Megalithic tomb, Drumerkillew, Co. Cavan
Co. Cavan |
Megalithic Tombs
There is nothing to see at Drumerkillew today, and that absence is itself the most interesting thing about it.
Somewhere in this part of County Cavan, a prehistoric monument that once stretched forty feet across the landscape has vanished entirely, leaving no visible trace. The ground gives no sign that anything was ever here.

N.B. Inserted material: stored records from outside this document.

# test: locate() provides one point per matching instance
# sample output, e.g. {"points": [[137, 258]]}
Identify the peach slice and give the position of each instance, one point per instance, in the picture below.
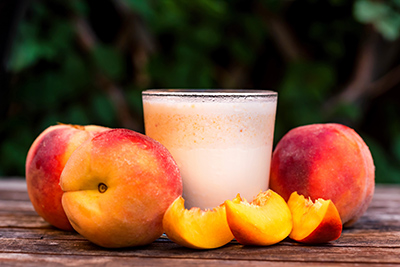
{"points": [[265, 221], [314, 222], [196, 228]]}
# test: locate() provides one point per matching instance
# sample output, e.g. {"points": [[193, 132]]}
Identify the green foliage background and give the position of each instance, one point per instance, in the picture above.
{"points": [[86, 62]]}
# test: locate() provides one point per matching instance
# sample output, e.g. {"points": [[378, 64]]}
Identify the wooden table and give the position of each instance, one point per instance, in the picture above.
{"points": [[27, 240]]}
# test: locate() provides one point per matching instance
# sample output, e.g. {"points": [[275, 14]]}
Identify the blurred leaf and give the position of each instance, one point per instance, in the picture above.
{"points": [[103, 109], [110, 61], [380, 14]]}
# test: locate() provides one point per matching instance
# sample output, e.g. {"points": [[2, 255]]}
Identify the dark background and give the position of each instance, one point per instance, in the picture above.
{"points": [[86, 62]]}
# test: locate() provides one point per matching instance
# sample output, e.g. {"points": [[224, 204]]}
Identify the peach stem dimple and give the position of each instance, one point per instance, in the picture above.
{"points": [[102, 188]]}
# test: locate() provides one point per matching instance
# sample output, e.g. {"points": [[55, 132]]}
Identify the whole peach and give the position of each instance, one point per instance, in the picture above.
{"points": [[329, 161], [117, 187], [44, 163]]}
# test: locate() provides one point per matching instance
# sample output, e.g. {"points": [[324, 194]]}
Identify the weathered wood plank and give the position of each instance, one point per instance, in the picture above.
{"points": [[26, 260], [233, 252], [26, 239]]}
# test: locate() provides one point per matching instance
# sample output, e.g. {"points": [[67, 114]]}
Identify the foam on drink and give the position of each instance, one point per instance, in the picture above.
{"points": [[222, 145]]}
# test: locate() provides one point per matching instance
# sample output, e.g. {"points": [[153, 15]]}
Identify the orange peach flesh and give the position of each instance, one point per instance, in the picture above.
{"points": [[314, 222], [265, 221], [329, 161], [196, 228], [45, 161]]}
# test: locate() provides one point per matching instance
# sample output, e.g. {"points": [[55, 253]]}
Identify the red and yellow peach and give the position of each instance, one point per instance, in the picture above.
{"points": [[45, 161], [328, 161]]}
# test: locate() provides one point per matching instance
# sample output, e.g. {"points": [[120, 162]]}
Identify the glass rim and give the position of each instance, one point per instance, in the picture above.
{"points": [[210, 92]]}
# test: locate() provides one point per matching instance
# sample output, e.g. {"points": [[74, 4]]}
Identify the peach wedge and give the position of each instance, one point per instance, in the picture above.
{"points": [[314, 222], [265, 221], [196, 228]]}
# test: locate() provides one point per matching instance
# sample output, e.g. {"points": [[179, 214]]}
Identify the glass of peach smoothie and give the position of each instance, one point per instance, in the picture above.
{"points": [[220, 139]]}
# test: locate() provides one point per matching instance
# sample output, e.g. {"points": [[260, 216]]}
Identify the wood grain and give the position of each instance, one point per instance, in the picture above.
{"points": [[27, 240]]}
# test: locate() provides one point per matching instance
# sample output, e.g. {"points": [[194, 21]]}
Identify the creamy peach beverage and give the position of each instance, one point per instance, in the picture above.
{"points": [[220, 139]]}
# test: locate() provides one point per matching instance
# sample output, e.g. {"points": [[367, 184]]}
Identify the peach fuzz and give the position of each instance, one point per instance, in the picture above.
{"points": [[328, 161], [45, 161], [196, 228], [117, 187], [265, 221], [314, 222]]}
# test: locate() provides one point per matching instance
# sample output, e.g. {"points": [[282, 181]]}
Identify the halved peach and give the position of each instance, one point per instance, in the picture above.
{"points": [[265, 221], [314, 222], [196, 228]]}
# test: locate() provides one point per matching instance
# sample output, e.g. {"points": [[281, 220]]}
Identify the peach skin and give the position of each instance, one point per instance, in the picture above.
{"points": [[265, 221], [328, 161], [117, 187], [196, 228], [314, 223], [45, 161]]}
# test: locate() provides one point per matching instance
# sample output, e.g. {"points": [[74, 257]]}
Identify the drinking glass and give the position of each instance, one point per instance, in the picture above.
{"points": [[221, 139]]}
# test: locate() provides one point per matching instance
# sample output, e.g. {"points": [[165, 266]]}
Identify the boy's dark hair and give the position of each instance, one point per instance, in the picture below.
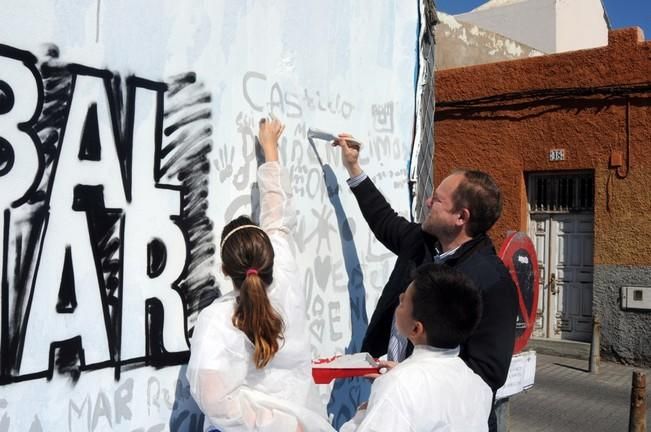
{"points": [[447, 303]]}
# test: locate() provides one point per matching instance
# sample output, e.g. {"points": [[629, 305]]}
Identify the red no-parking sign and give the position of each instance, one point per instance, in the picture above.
{"points": [[519, 257]]}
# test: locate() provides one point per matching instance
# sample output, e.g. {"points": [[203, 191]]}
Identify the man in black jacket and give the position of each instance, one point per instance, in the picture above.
{"points": [[463, 208]]}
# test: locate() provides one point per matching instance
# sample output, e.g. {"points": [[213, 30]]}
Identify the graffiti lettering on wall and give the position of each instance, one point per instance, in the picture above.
{"points": [[103, 195]]}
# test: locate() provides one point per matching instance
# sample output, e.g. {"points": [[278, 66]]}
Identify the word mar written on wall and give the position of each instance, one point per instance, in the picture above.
{"points": [[114, 184], [118, 230]]}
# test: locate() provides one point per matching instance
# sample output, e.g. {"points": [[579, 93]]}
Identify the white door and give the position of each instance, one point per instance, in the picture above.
{"points": [[564, 247]]}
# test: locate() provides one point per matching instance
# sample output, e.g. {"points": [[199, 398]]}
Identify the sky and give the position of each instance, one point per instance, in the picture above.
{"points": [[622, 13]]}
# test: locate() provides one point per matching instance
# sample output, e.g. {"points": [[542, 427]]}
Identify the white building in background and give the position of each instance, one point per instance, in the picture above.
{"points": [[550, 26]]}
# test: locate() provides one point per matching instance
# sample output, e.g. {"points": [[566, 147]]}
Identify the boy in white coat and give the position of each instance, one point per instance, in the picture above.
{"points": [[433, 389]]}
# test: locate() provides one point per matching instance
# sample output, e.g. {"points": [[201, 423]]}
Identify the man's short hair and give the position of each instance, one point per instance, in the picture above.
{"points": [[447, 303], [479, 193]]}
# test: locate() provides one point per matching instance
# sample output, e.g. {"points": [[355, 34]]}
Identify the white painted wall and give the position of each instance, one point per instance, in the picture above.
{"points": [[550, 26], [580, 25], [178, 88]]}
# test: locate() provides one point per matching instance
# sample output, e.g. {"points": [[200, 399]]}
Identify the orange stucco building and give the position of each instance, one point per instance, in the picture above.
{"points": [[568, 139]]}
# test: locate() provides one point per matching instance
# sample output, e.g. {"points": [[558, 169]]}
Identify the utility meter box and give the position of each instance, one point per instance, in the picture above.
{"points": [[636, 298]]}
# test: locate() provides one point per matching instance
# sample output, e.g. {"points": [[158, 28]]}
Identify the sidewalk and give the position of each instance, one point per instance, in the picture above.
{"points": [[566, 397]]}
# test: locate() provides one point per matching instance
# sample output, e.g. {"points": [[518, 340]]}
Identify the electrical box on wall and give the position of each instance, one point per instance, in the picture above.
{"points": [[636, 298]]}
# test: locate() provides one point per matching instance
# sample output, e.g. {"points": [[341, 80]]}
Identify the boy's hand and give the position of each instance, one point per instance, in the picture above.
{"points": [[384, 367], [349, 155], [268, 134]]}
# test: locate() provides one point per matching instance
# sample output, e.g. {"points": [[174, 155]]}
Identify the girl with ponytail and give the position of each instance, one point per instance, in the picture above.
{"points": [[250, 361]]}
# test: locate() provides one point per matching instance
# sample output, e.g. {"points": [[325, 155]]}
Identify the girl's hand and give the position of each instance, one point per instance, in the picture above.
{"points": [[269, 133]]}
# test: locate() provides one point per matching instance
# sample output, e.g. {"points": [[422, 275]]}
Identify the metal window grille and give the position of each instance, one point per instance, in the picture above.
{"points": [[561, 192]]}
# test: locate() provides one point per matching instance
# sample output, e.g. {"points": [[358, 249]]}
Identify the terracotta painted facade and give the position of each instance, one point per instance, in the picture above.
{"points": [[594, 104]]}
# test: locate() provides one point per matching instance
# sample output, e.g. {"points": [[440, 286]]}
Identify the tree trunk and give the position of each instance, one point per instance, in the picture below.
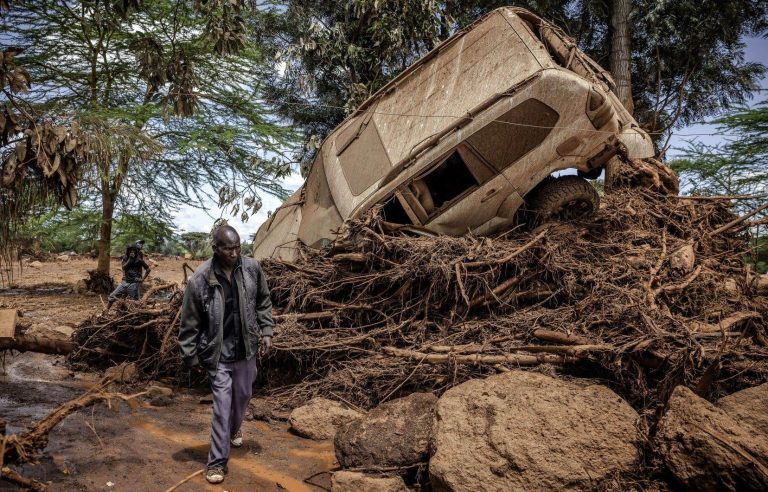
{"points": [[105, 231], [621, 70], [621, 52]]}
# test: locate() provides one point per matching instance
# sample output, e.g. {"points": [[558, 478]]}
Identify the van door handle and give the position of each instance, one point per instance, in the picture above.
{"points": [[489, 195]]}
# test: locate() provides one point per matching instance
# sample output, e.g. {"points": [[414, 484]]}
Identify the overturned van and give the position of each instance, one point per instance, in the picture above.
{"points": [[464, 137]]}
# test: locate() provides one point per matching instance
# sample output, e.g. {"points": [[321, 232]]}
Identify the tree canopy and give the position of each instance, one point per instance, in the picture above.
{"points": [[687, 57], [170, 87]]}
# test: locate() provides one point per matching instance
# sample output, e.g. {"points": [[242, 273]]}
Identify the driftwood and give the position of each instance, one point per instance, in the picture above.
{"points": [[36, 344], [24, 447], [512, 359], [726, 324]]}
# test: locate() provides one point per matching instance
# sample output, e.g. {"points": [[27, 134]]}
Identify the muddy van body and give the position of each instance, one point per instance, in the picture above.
{"points": [[457, 142]]}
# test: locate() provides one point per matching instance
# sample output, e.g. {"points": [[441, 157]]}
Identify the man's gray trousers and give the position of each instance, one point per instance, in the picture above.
{"points": [[232, 388]]}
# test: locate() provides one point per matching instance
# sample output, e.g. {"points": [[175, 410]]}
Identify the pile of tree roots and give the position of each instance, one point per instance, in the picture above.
{"points": [[653, 292], [141, 332]]}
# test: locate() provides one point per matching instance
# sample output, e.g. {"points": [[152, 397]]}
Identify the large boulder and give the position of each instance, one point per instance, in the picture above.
{"points": [[749, 406], [42, 330], [395, 433], [344, 481], [706, 449], [126, 372], [526, 431], [320, 418]]}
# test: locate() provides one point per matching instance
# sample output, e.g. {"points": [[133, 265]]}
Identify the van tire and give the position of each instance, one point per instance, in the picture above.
{"points": [[564, 198]]}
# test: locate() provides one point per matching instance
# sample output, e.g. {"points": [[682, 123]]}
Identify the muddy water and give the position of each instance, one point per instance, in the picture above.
{"points": [[149, 449]]}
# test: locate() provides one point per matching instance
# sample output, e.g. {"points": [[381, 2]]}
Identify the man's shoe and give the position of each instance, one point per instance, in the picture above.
{"points": [[237, 439], [215, 474]]}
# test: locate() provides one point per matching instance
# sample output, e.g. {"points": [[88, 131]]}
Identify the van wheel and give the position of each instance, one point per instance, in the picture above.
{"points": [[565, 198]]}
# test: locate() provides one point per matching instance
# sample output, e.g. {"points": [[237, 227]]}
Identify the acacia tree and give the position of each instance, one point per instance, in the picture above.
{"points": [[674, 62], [169, 86], [737, 166]]}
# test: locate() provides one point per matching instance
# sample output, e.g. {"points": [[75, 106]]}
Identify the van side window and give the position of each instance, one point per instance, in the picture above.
{"points": [[515, 133], [362, 156], [394, 212]]}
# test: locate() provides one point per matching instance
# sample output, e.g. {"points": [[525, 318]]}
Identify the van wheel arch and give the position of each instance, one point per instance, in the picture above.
{"points": [[564, 198]]}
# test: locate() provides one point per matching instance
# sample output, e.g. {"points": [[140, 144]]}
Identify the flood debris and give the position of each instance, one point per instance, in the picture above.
{"points": [[380, 314], [141, 334], [25, 447]]}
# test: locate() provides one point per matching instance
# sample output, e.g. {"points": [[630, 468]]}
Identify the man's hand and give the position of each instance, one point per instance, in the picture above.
{"points": [[266, 346]]}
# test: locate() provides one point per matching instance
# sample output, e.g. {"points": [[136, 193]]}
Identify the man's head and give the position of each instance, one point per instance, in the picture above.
{"points": [[226, 245]]}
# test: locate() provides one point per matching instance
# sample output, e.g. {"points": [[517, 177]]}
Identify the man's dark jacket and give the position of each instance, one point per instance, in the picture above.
{"points": [[202, 313]]}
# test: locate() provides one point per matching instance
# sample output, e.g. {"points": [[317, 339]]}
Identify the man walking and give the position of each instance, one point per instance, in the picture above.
{"points": [[133, 263], [225, 313]]}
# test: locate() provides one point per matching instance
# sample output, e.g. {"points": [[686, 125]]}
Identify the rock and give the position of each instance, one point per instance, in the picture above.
{"points": [[706, 449], [263, 409], [395, 433], [160, 401], [526, 431], [320, 418], [683, 259], [123, 373], [62, 332], [748, 407], [344, 481], [156, 389]]}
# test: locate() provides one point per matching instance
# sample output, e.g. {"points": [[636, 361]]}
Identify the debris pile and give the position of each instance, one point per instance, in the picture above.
{"points": [[143, 333], [652, 293]]}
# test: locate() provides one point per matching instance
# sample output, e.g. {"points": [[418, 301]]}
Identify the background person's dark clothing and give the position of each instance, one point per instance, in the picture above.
{"points": [[132, 269], [126, 289], [232, 346]]}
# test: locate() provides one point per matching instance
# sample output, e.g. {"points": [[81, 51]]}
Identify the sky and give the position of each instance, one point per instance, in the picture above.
{"points": [[190, 219]]}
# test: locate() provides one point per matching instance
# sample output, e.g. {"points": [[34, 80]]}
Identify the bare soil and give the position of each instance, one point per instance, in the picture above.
{"points": [[151, 448]]}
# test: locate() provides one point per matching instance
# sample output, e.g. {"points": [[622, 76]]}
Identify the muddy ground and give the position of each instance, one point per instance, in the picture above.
{"points": [[114, 448]]}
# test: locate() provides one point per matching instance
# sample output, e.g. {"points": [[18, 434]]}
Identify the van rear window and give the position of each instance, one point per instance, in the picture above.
{"points": [[515, 133]]}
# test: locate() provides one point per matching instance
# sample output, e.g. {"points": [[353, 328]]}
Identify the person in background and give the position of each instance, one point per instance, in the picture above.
{"points": [[226, 322], [135, 271]]}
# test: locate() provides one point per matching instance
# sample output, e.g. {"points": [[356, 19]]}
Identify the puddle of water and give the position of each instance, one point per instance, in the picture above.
{"points": [[252, 464]]}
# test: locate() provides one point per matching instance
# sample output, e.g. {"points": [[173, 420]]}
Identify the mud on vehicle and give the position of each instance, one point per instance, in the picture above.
{"points": [[464, 137]]}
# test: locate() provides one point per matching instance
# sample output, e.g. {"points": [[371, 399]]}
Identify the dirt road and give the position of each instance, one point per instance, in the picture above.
{"points": [[151, 448]]}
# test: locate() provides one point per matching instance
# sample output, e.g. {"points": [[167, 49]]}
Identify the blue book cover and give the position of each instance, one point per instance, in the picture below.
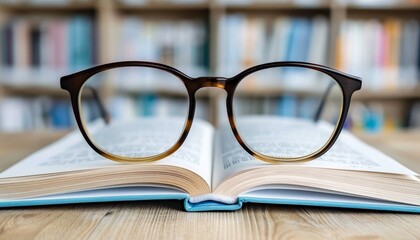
{"points": [[299, 39], [80, 42], [209, 173]]}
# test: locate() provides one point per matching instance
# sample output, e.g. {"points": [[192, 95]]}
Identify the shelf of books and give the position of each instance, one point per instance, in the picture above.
{"points": [[44, 40]]}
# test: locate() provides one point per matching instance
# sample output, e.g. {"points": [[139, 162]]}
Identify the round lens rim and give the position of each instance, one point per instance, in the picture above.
{"points": [[78, 80], [348, 85]]}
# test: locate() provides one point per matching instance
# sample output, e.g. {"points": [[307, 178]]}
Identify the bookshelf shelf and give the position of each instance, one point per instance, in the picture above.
{"points": [[108, 18], [27, 7], [34, 91], [164, 6]]}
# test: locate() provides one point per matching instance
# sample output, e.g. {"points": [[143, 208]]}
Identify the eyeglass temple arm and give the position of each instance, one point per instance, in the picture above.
{"points": [[104, 114], [322, 103]]}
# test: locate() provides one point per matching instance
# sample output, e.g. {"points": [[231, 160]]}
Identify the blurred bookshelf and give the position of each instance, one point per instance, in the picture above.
{"points": [[42, 40]]}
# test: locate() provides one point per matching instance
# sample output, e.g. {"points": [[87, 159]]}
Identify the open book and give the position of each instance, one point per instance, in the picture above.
{"points": [[212, 172]]}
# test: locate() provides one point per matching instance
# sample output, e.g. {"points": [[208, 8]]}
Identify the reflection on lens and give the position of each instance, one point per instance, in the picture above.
{"points": [[134, 111], [297, 123]]}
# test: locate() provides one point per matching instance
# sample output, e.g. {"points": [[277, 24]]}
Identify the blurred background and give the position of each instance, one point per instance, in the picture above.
{"points": [[42, 40]]}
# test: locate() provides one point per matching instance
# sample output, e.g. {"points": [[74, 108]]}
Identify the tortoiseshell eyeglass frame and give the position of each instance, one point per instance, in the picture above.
{"points": [[74, 84]]}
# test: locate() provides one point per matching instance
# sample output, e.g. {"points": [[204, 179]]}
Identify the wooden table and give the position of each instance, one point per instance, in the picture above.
{"points": [[167, 219]]}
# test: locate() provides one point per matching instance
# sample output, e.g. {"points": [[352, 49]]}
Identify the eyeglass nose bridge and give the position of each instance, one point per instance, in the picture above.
{"points": [[218, 82]]}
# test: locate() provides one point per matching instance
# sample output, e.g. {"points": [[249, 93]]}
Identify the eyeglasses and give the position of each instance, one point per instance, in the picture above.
{"points": [[291, 126]]}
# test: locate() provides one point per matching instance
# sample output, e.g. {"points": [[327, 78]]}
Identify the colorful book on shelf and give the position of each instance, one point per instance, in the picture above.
{"points": [[212, 172]]}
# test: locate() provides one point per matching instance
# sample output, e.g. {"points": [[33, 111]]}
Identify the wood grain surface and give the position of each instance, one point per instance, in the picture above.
{"points": [[167, 219]]}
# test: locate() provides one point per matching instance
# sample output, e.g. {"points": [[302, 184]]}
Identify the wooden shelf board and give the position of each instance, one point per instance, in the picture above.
{"points": [[48, 7], [163, 6], [273, 6], [398, 7]]}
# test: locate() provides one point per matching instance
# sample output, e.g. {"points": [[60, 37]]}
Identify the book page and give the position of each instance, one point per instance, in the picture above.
{"points": [[348, 153], [72, 152]]}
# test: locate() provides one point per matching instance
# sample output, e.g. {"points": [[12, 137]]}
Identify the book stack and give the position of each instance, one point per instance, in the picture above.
{"points": [[384, 53], [36, 52], [247, 41], [40, 113], [182, 44]]}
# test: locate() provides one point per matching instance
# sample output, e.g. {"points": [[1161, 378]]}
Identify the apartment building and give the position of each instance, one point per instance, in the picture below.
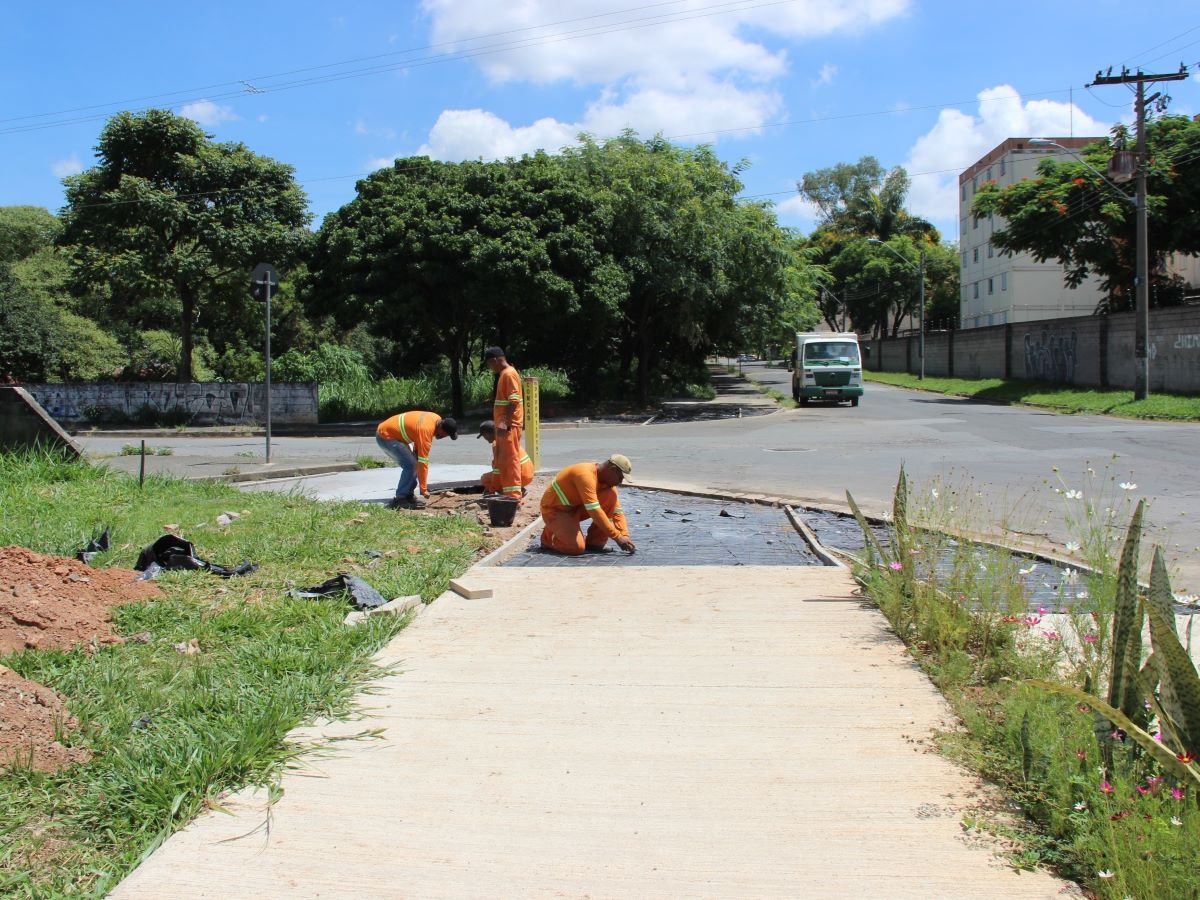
{"points": [[997, 288]]}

What we know of it comes from the Ordnance Survey Memoirs, a remarkable series of parish-level descriptions compiled by military surveyors in the 1830s as part of a broader mapping project across Ireland. The memoir for Kildrumsherdan parish recorded a structure known locally as a Giant's Grave, a name commonly given in rural Ireland to elongated prehistoric mounds or stone settings that seemed too large to be the work of ordinary people. This one measured roughly 12.2 metres long and 3.65 metres wide, tapering at one end to just over a metre across. That narrowing, wedge-like plan is characteristic of a court tomb or a related megalithic form, the kind of communal burial monument built during the Neolithic period, several thousand years before the Christian era. Ruadhán de Valera and Seán Ó Nualláin, who catalogued megalithic monuments across Ireland during the mid-twentieth century, listed the site in their 1972 survey, though even by then certainty about its precise nature was limited. Whether the structure was dismantled for building material, absorbed gradually into field boundaries, or simply levelled during agricultural improvement in the intervening century and a half is not recorded.